Automatically Generating Relevant Inputs from Bug Reports for Improved Test Coverage

Automatically Generating Relevant Inputs from Bug Reports for Improved Test Coverage

In this article, we present BRMINER, a tool that helps automate the process of generating test cases from bug reports. The tool analyzes bug reports and extracts relevant information to create test cases that can be used to identify and fix software bugs. This approach saves time and effort compared to manual testing, which can be labor-intensive and time-consuming.
The tool uses natural language processing (NLP) techniques to analyze bug reports and identify potential inputs for testing. These inputs are then fed into a software execution engine, which simulates the behavior of the software and identifies potential bugs. The tool also includes features to help users understand the results of the tests and prioritize their work.

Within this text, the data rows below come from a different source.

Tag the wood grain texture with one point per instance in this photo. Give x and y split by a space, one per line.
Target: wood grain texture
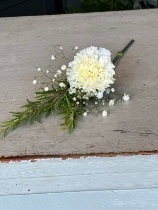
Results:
75 175
26 43
145 199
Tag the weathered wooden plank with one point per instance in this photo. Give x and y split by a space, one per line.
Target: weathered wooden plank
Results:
26 43
109 200
74 175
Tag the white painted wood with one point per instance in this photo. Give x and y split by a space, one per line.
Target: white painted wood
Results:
94 200
26 43
84 174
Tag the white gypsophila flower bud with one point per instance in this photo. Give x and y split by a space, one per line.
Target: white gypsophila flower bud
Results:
112 90
34 82
126 97
53 57
39 69
70 64
107 91
59 72
61 84
104 113
46 88
63 67
99 95
111 102
85 114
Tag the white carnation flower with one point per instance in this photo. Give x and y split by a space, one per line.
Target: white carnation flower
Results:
126 97
63 67
59 72
85 114
111 102
104 113
91 70
61 84
107 91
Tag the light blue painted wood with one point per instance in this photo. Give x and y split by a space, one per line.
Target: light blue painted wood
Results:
83 174
146 199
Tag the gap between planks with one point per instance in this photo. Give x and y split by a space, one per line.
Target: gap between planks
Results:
34 158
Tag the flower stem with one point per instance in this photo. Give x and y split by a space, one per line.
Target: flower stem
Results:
120 54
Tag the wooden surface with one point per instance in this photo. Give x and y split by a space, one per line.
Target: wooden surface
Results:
26 43
79 175
109 200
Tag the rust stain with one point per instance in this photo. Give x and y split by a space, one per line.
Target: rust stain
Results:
34 158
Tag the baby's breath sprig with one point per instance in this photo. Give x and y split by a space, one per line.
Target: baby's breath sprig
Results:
86 83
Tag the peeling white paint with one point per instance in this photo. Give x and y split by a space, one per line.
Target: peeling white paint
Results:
84 174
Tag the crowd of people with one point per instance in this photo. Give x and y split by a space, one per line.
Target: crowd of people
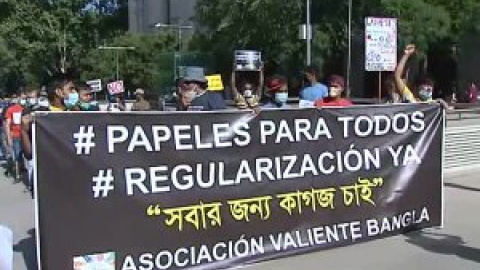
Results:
252 92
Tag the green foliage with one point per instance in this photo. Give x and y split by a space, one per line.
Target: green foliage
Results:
271 26
41 38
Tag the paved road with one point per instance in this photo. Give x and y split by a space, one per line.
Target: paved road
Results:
457 246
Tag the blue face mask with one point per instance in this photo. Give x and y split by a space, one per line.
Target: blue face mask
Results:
281 98
71 100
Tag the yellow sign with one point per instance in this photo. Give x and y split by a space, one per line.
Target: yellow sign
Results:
215 82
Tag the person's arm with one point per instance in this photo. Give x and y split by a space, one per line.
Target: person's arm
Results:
409 50
26 142
233 81
8 123
261 83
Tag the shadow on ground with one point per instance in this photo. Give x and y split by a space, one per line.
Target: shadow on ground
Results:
28 249
443 244
452 185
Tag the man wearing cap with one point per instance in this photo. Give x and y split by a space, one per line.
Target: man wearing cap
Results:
336 87
140 104
204 100
315 90
277 92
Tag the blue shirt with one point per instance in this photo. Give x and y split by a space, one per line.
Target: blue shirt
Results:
314 92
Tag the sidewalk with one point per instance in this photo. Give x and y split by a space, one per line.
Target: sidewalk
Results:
456 247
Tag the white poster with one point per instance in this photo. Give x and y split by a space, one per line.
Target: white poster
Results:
380 44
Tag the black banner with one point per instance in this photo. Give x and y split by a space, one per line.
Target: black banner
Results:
218 190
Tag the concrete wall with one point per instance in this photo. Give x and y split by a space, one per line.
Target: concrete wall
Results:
144 14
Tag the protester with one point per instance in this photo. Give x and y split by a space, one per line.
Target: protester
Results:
204 100
424 88
393 95
4 104
336 88
247 94
140 104
276 95
119 104
85 98
473 93
62 94
13 121
314 90
185 95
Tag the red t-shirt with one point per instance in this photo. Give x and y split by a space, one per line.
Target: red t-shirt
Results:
330 102
14 113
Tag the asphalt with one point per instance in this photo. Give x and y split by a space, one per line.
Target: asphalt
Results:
456 246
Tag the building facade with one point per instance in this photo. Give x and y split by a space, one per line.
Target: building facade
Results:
144 14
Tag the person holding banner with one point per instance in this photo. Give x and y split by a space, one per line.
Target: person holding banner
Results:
248 92
13 118
336 87
140 104
277 92
314 90
204 100
424 89
85 102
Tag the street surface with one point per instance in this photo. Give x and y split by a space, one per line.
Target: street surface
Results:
456 246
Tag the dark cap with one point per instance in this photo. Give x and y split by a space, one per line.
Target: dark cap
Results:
337 80
276 83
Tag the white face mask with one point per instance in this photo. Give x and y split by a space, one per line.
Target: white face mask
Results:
43 102
281 97
335 91
32 101
190 95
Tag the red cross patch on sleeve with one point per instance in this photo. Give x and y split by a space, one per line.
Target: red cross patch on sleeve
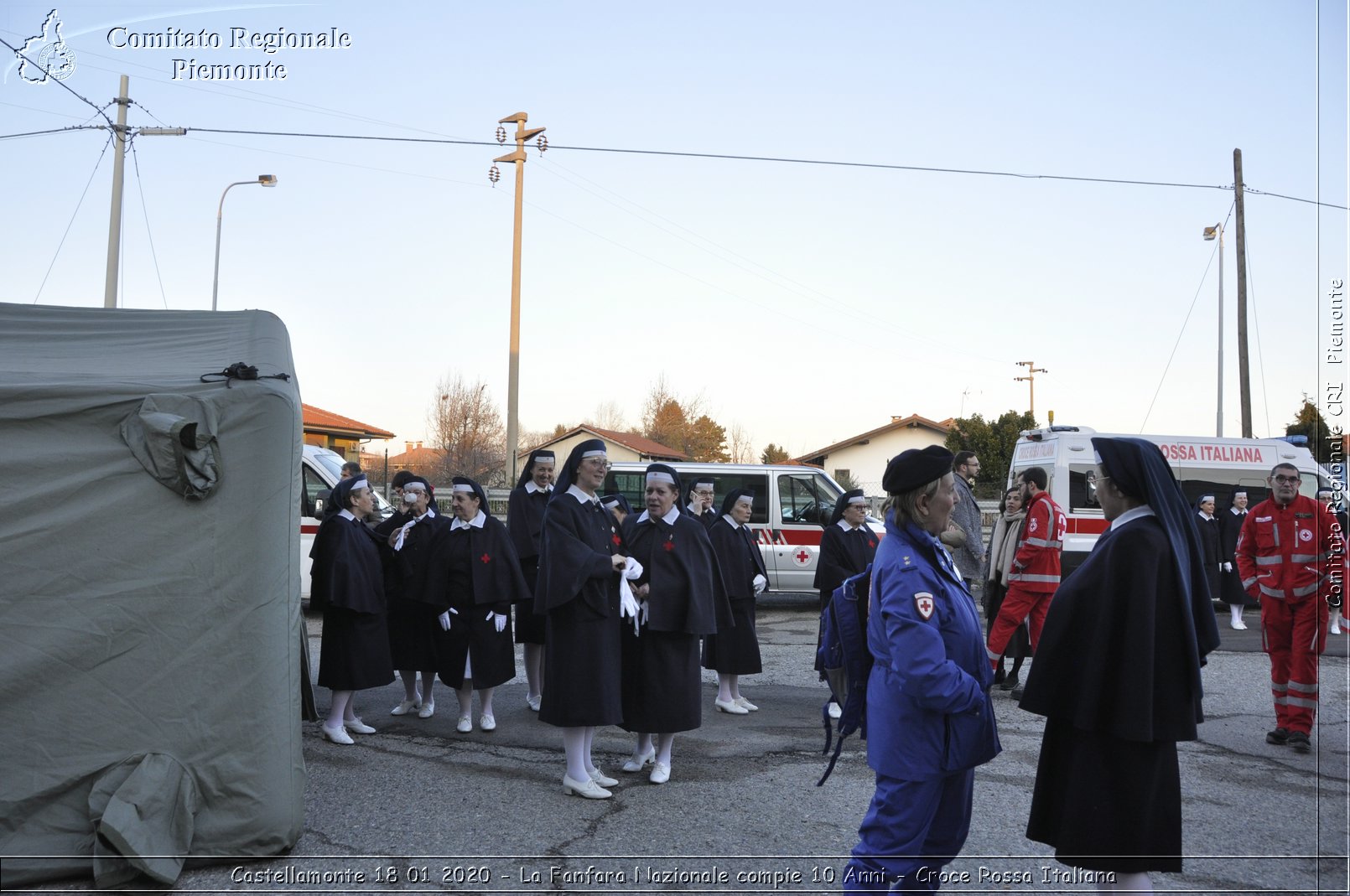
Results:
924 605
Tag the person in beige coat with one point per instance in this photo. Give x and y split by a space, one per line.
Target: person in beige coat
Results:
998 563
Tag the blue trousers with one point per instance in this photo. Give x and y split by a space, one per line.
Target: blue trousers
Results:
911 830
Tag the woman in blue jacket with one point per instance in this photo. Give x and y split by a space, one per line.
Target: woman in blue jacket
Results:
929 717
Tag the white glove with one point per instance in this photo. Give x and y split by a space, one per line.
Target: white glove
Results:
626 602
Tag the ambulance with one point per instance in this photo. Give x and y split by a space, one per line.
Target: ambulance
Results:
1202 466
792 505
320 470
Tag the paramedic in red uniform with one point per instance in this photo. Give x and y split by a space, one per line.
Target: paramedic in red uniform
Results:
1285 557
1036 567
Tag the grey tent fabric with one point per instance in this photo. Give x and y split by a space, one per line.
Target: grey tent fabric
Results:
150 646
174 439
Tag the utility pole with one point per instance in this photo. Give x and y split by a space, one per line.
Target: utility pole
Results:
110 285
1244 373
1031 370
513 374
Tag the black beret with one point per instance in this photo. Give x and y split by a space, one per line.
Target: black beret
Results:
914 469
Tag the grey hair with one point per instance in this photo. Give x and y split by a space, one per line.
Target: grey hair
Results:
906 504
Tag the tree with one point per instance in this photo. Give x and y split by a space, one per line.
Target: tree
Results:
993 442
1310 422
465 424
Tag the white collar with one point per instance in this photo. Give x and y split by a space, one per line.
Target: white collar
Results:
581 495
1133 513
668 519
477 522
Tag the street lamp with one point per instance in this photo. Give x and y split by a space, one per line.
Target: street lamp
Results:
1217 232
263 179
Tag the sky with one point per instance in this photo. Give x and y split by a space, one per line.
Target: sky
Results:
805 303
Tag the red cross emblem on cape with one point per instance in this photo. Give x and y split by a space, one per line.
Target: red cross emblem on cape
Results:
924 605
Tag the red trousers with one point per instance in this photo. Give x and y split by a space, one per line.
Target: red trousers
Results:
1017 605
1294 634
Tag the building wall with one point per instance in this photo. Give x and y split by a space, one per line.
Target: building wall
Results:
867 464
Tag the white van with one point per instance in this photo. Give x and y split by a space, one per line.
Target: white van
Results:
320 470
1202 464
792 505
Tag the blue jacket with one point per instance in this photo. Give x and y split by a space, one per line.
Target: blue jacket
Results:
927 707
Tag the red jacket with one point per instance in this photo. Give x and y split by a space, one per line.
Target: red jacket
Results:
1036 567
1288 552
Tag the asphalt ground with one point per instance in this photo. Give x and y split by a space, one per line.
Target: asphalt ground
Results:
418 807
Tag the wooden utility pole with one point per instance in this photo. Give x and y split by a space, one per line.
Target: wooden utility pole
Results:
1031 370
1244 373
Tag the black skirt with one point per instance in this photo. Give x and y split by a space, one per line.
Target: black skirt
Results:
582 667
1104 803
735 652
662 681
354 650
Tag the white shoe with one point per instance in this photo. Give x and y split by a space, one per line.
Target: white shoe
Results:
589 789
636 763
600 778
730 706
336 736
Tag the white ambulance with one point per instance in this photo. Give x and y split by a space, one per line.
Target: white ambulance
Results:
1202 466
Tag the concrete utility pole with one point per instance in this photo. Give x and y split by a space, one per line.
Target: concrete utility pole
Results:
110 283
1244 373
513 374
1031 370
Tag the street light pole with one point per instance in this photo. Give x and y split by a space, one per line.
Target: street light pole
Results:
1211 232
513 373
263 179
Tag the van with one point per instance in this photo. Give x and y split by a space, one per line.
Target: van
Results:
320 470
792 505
1202 464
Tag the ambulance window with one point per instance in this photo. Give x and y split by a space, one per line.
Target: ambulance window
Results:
1083 489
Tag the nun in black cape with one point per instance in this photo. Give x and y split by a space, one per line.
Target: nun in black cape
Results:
682 593
735 652
526 521
1108 790
347 588
579 560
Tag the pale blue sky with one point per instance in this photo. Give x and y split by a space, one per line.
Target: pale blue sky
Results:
759 285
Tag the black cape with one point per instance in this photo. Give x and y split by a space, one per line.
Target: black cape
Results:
347 572
686 586
574 557
843 555
1113 655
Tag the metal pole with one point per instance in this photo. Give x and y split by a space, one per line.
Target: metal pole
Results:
110 283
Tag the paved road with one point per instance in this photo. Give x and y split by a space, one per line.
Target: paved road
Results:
485 812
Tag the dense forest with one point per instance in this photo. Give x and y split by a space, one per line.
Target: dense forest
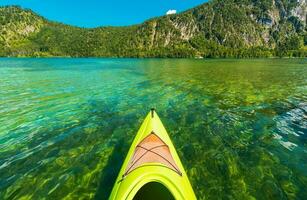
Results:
217 29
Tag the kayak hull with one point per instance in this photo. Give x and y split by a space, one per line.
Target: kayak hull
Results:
174 179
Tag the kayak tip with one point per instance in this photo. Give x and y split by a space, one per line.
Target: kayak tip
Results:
152 110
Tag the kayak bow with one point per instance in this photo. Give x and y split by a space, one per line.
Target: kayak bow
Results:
152 168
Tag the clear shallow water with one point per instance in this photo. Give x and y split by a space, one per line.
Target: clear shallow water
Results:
240 126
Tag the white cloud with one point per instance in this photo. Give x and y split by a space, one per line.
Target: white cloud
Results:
170 12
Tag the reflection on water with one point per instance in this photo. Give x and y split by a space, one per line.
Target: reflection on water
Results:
240 126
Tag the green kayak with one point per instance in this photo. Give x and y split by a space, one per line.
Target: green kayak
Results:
152 168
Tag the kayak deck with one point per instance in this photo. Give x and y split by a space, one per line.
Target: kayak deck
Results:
152 166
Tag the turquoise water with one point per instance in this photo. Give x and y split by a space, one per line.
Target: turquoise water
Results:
240 126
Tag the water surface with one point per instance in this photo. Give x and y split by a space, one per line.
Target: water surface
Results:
240 126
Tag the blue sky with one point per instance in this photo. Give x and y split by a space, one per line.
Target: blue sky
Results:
93 13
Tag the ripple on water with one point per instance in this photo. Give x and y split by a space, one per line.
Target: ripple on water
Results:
239 125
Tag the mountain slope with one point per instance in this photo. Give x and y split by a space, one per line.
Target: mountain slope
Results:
220 28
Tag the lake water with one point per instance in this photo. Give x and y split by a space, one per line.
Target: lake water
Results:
239 126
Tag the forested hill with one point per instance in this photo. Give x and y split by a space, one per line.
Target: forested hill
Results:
219 28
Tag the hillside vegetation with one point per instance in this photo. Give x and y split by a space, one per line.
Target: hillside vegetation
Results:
219 28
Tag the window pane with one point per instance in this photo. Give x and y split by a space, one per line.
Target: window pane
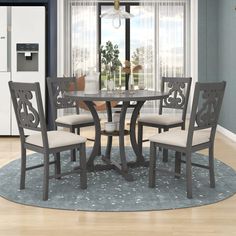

The authors of the article conducted experiments using BRMINER on real-world bug reports and found that it could generate high-quality test cases that helped identify important bugs. They also compared the performance of BRMINER with manual testing and found that it was faster and more efficient.
In summary, BRMINER is a powerful tool that can help software developers automate the process of generating test cases from bug reports. By using NLP techniques to analyze bug reports, it can identify potential inputs for testing and generate high-quality test cases quickly and efficiently. This can save time and effort compared to manual testing, making it an attractive option for software development teams.